Entre los años 1977 y 1979, décadas antes de que se hablara del cambio climático, se presentó, como se habría presentado muchas veces antes, una severa sequía en las Islas Galápagos, hoy uno de los parques nacionales más emblemáticos del mundo.
Más de la mitad de la población de varias especies endémicas de animales pereció.
Los individuos que sobrevivieron se reprodujeron y, en consecuencia, aumentó en sus poblaciones la frecuencia de aquellas características que les permitieron sobrevivir.
Ese fue, por ejemplo, el caso de los pájaros pinzones, y probablemente el de otras especies.
Esos cambios, o adaptaciones, dotaron a esas poblaciones de aves de una capacidad adicional para tolerar con mayor solvencia las siguientes sequías.
La de 1977-1979 en las Islas Galápagos pudo haber sido una temprana expresión del cambio climático que, décadas más tarde, como hemos visto, tomaría fuerza.
A nadie se le ocurrió en esa ocasión abrirle una investigación disciplinaria a algún funcionario por la falta de lluvia en las Islas Galápagos.

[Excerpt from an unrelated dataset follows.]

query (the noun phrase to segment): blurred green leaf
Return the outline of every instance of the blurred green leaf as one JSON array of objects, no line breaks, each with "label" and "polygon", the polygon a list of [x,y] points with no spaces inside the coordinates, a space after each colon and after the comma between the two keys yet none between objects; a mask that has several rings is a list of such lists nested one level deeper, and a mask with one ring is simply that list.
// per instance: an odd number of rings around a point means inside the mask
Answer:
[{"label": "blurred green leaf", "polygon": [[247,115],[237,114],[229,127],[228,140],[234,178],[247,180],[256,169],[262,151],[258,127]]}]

Nadie salió corriendo a irrigar las islas, a llevarles agua a las tortugas o a enterrar con cal a los animales muertos de sed. Nadie consideró lo ocurrido un “desastre o una tragedia ecológica”, como esta vez la han catalogado los medios en Colombia.
Los administradores e investigadores del parque, que por razones históricas tenían mucha claridad sobre el papel evolutivo de los eventos climáticos extremos, se limitaron a registrar lo ocurrido y a aprender.
Aquí, entre tanto, la sequía que se vive en Casanare y otras regiones del país ha dado lugar a la apertura de investigaciones disciplinarias a los funcionarios del Gobierno, y a recriminaciones y acusaciones a las empresas y los sectores productivos. Están buscando la fiebre en las sábanas.
Es muy posible que la sequía que se está presentado en el Casanare y en otros sitios del país sea, efectivamente, una expresión del cambio climático global.
Y es posible que futuras épocas de sequía o de lluvia extrema, que probablemente ocurrirán en las mismas y otras regiones, también lo sean.
Lo que seguramente no será posible es que la Procuraduría, ni nadie, encuentre pruebas objetivas que le permitan acusar a algún funcionario, empresa o sector económico por la sequía; o por el exceso de lluvia en alguna región de Colombia.
Lo que nos corresponde hacer como sociedad es lo mismo que hicieron las poblaciones humanas ancestrales a lo largo de centenares de miles años de evolución durante los sucesivos ciclos de cambio climático a los que estuvieron expuestas: tratar de adaptarnos a lo que no podemos controlar; o a lo que parece que ya se nos salió de las manos.
También podemos hacer desde Colombia una contribución, aunque sea relativamente modesta, a la mitigación del cambio climático mediante la reducción de las emisiones de gases con efecto de invernadero.
La mitigación implica, principalmente, la utilización cada vez más eficiente de los combustibles fósiles y la migración hacia fuentes más limpias como el gas, la hidrogenaría y las fuentes renovables no convencionales.
La velocidad de esos cambios depende, en esencia, de la competitividad económica de esas fuentes que, a su vez, es un asunto de oferta tecnológica.
Ese camino se está andando; aunque tal vez no con la celeridad necesaria.
De manera complementaria, la adaptación al cambio climático global es, en realidad, un asunto local; como locales son sus expresiones. Pero más que adaptarnos localmente al calentamiento, al enfriamiento, a la sequía o las lluvias, a lo que tenemos que adaptarnos es a la incertidumbre climática; al cambio como una condición que se vuelve permanente.
En el Casanare, y en cualquier otra región, la adaptación al cambio climático -a la incertidumbre- implica, entre otras, la restauración de los ecosistemas degradados para dotar a las regiones y a sus comunidades con la capacidad de soportar de mejor manera y recuperarse de eventos climáticos extremos; el fortalecimiento de las instituciones y organizaciones sociales y comunitarias, para reaccionar oportuna y efectivamente frente a ellos; y el uso de tecnologías en los sectores económicos (agrícola, minero, de generación de energía, de hidrocarburos, de transporte, de servicios públicos, etc.), que optimicen la utilización de los recursos naturales, minimicen el impacto de sus actividades sobre los ecosistemas y, más aún, contribuyan a la mitigación del cambio climático y a la mejor adaptación de las comunidades locales.
Finalmente, la adaptación al cambio climático también requiere el ordenamiento de los patrones de ocupación y aprovechamiento de los recursos del territorio: ordenamiento territorial.